Hortensia

Zo’n tien jaar geleden dacht ik: “Die wil ik ook hebben”. Op het landgoed met de brede oprijlaan prijkten de grote witte bollen en staken prachtig af tegen het strak geschoren gazon op de voorgrond. Het keek chique op zo’n plek waar over het algemeen goed geklede rijke heren en dames op het terras zittend uitkijken over het werk van de tuinman. Bij nader inzien bleek het geen landgoed maar de oprit van een crematorium waar de witte bollen vooral contrasteerden met de in zwart gestoken doodgravers.

Maar dat was toen. Intussen is de witte Hortensia al lang niet meer beperkt tot landgoederen en crematoria. In elke tuin, al is het maar een paar vierkante meter, domineren ze het beeld. Behalve de bollen zijn er ook met een puntige pluim die soms vleeskleurig aanlopen, zodat ze een erotische uitstraling krijgen. Je bent tegenwoordig bijna achterlijk als je nog geen witte Hortensia in de tuin hebt. Soms vullen ze alle ruimte op met de enorme groene scheuten waar de witte bloemen op staan. Nou ja het zijn eigenlijk geen bloemen, want ze hebben geen meeldraden of stempels en maken geen zaad, geven geen nectar en geen geur. Eigenlijk is het alleen maar schone schijn.

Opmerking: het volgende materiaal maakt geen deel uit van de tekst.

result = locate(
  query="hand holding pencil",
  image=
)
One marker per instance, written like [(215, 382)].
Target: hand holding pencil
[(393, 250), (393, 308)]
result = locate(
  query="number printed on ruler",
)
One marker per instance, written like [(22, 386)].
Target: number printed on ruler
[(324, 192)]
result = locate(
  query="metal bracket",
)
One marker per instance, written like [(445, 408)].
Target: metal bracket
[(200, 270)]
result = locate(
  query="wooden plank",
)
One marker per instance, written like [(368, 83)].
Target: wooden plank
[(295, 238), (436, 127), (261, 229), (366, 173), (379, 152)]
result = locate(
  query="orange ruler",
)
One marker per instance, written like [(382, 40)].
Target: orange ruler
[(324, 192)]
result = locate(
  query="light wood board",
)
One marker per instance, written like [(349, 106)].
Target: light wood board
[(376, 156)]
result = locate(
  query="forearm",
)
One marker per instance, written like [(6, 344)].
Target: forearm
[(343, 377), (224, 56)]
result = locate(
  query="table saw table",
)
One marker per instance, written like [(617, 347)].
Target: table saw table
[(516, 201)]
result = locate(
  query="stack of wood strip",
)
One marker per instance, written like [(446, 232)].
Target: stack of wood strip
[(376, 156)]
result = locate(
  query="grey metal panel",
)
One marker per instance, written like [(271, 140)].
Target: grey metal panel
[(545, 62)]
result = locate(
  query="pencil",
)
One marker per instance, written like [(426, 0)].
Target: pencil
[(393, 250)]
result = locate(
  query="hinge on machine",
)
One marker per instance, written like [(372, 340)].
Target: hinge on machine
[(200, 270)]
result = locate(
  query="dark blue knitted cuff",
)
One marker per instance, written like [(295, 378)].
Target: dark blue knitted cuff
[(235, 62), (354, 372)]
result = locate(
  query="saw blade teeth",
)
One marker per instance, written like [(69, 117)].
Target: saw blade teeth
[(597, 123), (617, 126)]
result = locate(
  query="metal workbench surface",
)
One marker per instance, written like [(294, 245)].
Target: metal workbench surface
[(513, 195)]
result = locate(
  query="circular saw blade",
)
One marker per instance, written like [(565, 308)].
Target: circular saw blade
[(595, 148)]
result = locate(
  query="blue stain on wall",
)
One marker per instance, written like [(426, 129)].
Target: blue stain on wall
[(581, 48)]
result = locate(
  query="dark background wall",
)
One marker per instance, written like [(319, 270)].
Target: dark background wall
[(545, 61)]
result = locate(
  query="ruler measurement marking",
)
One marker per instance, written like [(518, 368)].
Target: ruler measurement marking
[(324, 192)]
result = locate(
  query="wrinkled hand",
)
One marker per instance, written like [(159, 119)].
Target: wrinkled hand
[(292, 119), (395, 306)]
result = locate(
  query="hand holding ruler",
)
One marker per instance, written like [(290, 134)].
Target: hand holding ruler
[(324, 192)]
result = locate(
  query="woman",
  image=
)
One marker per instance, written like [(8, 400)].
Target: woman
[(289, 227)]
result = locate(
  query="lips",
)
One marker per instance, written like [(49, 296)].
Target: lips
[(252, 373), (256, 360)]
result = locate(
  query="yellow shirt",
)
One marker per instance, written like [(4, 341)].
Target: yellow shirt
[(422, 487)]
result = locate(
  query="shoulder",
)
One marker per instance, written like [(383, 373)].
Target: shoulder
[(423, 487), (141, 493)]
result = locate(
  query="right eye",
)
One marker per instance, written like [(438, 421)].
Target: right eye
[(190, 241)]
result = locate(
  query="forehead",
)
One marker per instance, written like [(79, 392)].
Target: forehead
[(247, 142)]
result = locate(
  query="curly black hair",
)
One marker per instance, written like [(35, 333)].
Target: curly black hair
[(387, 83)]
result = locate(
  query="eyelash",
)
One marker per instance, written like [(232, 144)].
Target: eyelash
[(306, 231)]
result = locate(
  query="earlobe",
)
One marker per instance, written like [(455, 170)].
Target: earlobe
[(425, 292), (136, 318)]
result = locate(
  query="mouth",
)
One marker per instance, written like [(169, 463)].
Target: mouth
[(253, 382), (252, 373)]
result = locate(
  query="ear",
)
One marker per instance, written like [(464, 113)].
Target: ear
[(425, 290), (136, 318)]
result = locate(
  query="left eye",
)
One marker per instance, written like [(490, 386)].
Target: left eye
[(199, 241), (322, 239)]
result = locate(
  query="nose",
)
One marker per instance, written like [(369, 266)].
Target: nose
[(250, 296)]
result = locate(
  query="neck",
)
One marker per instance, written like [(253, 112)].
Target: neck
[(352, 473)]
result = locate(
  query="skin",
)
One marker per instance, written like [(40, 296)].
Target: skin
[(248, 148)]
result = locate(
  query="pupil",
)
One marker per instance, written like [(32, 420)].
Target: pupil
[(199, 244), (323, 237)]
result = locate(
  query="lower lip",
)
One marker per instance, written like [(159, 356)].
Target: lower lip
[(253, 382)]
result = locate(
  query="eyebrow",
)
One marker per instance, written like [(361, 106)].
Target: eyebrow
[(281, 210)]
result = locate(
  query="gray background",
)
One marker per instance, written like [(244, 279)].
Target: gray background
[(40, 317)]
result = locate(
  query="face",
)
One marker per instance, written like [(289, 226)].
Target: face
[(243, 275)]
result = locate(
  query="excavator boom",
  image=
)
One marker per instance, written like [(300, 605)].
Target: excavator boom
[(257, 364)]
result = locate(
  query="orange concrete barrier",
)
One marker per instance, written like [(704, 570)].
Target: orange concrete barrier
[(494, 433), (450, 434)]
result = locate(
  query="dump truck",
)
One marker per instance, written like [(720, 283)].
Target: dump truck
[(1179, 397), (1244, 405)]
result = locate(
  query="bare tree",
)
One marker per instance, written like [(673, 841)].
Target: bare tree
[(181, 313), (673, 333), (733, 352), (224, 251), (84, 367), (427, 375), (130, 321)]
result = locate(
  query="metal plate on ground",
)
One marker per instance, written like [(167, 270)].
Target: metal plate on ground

De Hortensia heet eigenlijk Hydrangea en er bestaan tientallen originele soorten en nog veel meer gekweekte variëteiten. Oorspronkelijk komen die met de witte bollen uit Amerika, waar alles groter is en om status draait. De andere soorten komen vooral uit China en Japan. Die Aziatische soorten met platte bloeischermen hadden oorspronkelijk in het midden nog wel kleine vruchtbare bloempjes en daaromheen een rand van veel grotere schijnbloemen. Daaruit zijn de vele tientallen variëteiten gekweekt die vaak geen vruchtbare bloempjes meer hebben en worden vermeerderd via stekken. Door de razende populariteit zorgt dat voor een lucratieve handel.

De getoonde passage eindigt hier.